Human Rights Watch and Amnesty International have called for justice on the Pylos shipwreck, which cost the lives of more than 600 people, stressing that Greece has made little meaningful progress.
Greek authorities have been accused of not immediately reacting to rescue the migrants. Investigations by Greek and foreign media revealed that the Greek Coast Guard’s actions and omissions contributed to the shipwreck and loss of life off Pylos.
The Pylos shipwreck triggered a public outcry and protests all over Greece.
A fishing boat, Adriana, estimated to carry 750 migrants and asylum seekers, including children, mainly from Syria, Pakistan, and Egypt, started its journey from Libya to Italy, its final destination. On June 14, the boat capsized, leading to the death of more than 600 people.
Only 104 of those onboard survived, and 82 bodies were recovered.
“The Pylos shipwreck appears to be another tragic example of Greek authorities’ abdication of responsibility for saving lives at sea,” said Judith Sunderland, associate Europe and Central Asia director at Human Rights Watch. “A full accounting of what happened is paramount to securing truth and justice for survivors and families of the victims and to help avoid future deaths.”
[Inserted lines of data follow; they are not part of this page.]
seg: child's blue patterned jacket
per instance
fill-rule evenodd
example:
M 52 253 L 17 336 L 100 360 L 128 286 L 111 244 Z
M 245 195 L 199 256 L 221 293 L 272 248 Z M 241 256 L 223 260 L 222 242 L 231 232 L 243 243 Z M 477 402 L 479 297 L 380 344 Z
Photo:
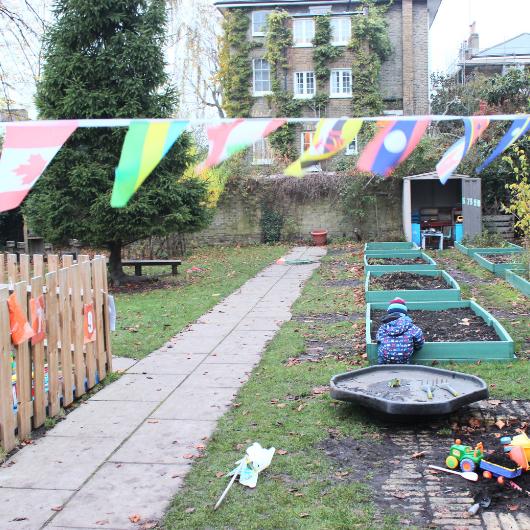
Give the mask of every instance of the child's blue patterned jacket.
M 407 364 L 425 343 L 423 331 L 407 315 L 391 318 L 391 315 L 386 317 L 377 331 L 379 364 Z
Human Rights Watch and Amnesty International interviewed survivors and relatives of missing people and representatives of Greek authorities and non-profit and international agencies and organisations. Their report said that Greek authorities were aware of indicators of distress, such as overcrowding and insufficient food and water, and they knew about corpses on board and requests for rescue; however, they failed to mobilize appropriate resources for a rescue.
Investigations by the independent investigative Greek media outlet Solomon, the interdisciplinary investigative platform Forensis, the New York Times, Der Spiegel, El País, Lighthouse Reports, and the Washington Post documented similar allegations.
Human Rights Watch and Amnesty raise concerns about the prospects for accountability for the shipwreck. Nine survivors are facing serious charges, including for causing the shipwreck. In parallel, the Naval Court opened an investigation into the potential responsibility of the Coast Guard. In September, 40 survivors filed a complaint with the same court, alleging that Greek authorities were responsible for the shipwreck. “It is unclear how a finding by one court might affect the other,” says the report.
In November, the Greek Ombudsman opened an inquiry into the Coast Guard’s actions, citing its refusal to conduct an internal disciplinary investigation. The European Ombudsman opened an inquiry into the role of the European Union border agency Frontex, whose aircraft initially sighted the vessel, while the agency’s Fundamental Rights Officer is pursuing his own investigation.
“Almost 10 years since the deadly Farmakonisi shipwreck, the Greek authorities’ response to the Pylos tragedy is a crucial test of their willingness to investigate human rights violations against racialized people at the country’s border,” said Adriana Tidona, migration researcher at Amnesty International.
“Greece must ensure that survivors and families’ of the hundreds who lost their lives can safely and effectively participate in proceedings to the highest degree possible and ensure that investigations are carried out in a timely manner, guaranteeing the completeness and integrity of evidence admitted.”
In 2022, the European Court of Human Rights condemned Greece for the shortcomings in its rescue efforts and in its subsequent investigations in the 2014 Farmakonisi shipwreck in which 11 people died.